About the job
About Etched
At Etched, we are pioneering the world's first AI inference system uniquely designed for transformers, achieving over 10x greater performance, along with significantly reduced costs and latency compared to conventional solutions like the B200. Our innovative ASICs enable the creation of groundbreaking products, such as real-time video generation models and highly advanced deep reasoning agents. With substantial backing from premier investors and a team of top engineers, Etched is transforming the infrastructure layer for the fastest growing industry in history.
Key Responsibilities
Develop detailed performance models and forecasts for Etched's transformer-centric architecture across various workloads and configurations.
Profile and assess deep learning workloads on Etched to detect micro-architectural bottlenecks and potential optimization areas.
Create analytical and simulation-driven models to anticipate performance across different architectural setups and design trade-offs.
Collaborate with hardware architects to influence micro-architectural decisions based on workload characteristics and performance insights.

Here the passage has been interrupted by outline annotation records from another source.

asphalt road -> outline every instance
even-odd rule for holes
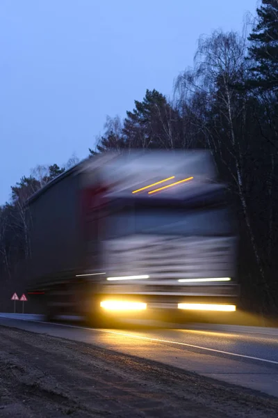
[[[229,325],[97,330],[0,314],[0,325],[92,343],[278,397],[278,330]]]

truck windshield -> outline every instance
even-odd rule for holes
[[[224,206],[190,211],[126,207],[111,213],[107,220],[106,239],[138,233],[217,236],[235,233],[230,210]]]

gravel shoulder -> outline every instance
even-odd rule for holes
[[[90,344],[0,327],[0,416],[276,418],[278,398]]]

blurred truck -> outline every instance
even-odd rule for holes
[[[96,155],[27,210],[28,291],[49,319],[77,314],[101,326],[236,309],[236,228],[206,151]]]

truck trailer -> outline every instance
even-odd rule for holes
[[[236,309],[237,234],[204,150],[106,153],[27,203],[28,293],[94,325]]]

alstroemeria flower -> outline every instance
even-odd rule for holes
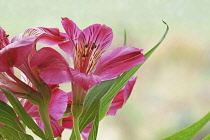
[[[64,130],[64,127],[58,124],[58,120],[64,115],[67,103],[68,96],[66,92],[60,89],[54,89],[52,91],[52,97],[49,103],[49,115],[54,137],[60,137]],[[44,130],[44,124],[40,118],[38,106],[31,104],[28,100],[22,100],[22,104],[26,112],[35,119],[40,128]]]
[[[133,86],[136,82],[137,77],[131,78],[128,83],[119,91],[119,93],[114,97],[111,106],[107,112],[107,115],[116,115],[116,112],[123,107],[123,105],[128,100],[131,91],[133,89]],[[69,100],[71,100],[71,95],[69,95]],[[71,102],[69,102],[71,103]],[[88,139],[90,130],[92,128],[92,124],[90,123],[83,131],[82,131],[82,137],[84,140]],[[63,118],[63,127],[72,129],[73,128],[73,116],[69,116],[67,118]]]
[[[32,58],[31,65],[40,69],[40,76],[48,84],[74,82],[88,90],[101,81],[116,78],[145,60],[141,49],[129,46],[104,53],[113,38],[112,29],[105,25],[94,24],[80,30],[68,18],[62,18],[62,24],[67,41],[59,46],[72,59],[74,69],[54,49],[42,48]]]
[[[0,27],[0,72],[6,72],[10,67],[20,66],[28,57],[36,37],[10,43],[8,35]]]

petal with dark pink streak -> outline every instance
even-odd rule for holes
[[[36,122],[37,122],[38,126],[44,131],[44,124],[43,124],[41,118],[36,118]],[[55,138],[60,137],[64,130],[64,127],[59,125],[58,122],[53,118],[50,118],[50,125],[52,127],[54,137]]]
[[[66,111],[67,104],[67,93],[60,89],[54,89],[49,104],[49,114],[55,120],[60,120]]]
[[[25,32],[22,34],[22,38],[28,36],[36,36],[38,42],[47,45],[60,44],[66,40],[66,38],[60,34],[58,28],[45,28],[45,27],[29,28],[25,30]]]
[[[9,43],[10,41],[8,39],[8,35],[4,31],[4,29],[0,27],[0,50],[7,46]]]
[[[4,93],[0,90],[0,101],[3,101],[5,103],[8,102],[7,98],[5,97]]]
[[[27,37],[11,43],[0,50],[0,72],[7,71],[10,67],[20,66],[27,59],[35,41],[35,36]]]
[[[48,84],[60,84],[72,81],[68,62],[56,50],[42,48],[31,60],[31,66],[40,70],[40,77]]]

Facilitate hardware/software co-optimization by pinpointing opportunities where architectural features can substantially enhance performance.
Analyze and optimize memory hierarchy efficiency, interconnect utilization, and computational resource effectiveness.
Establish performance benchmarking frameworks and methodologies tailored specifically for transformer inference workloads.
Performance Characterization
Construct detailed roofline models and performance forecasts for Etched across various transformer architectures (e.g., Llama, Mixtral).
Profile production inference workloads to identify and mitigate micro-architectural bottlenecks.
Evaluate memory bandwidth, compute utilization, and interconnect performance to inform next-gen architecture decisions.
Develop performance modeling tools that forecast chip behavior based on different batch sizes, sequence lengths, and model configurations.
Characterize the performance implications of architectural features such as specialized datapaths, memory hierarchies, and on-chip interconnects.
Benchmark Etched's architectural efficiency against competitive solutions to ensure industry-leading performance.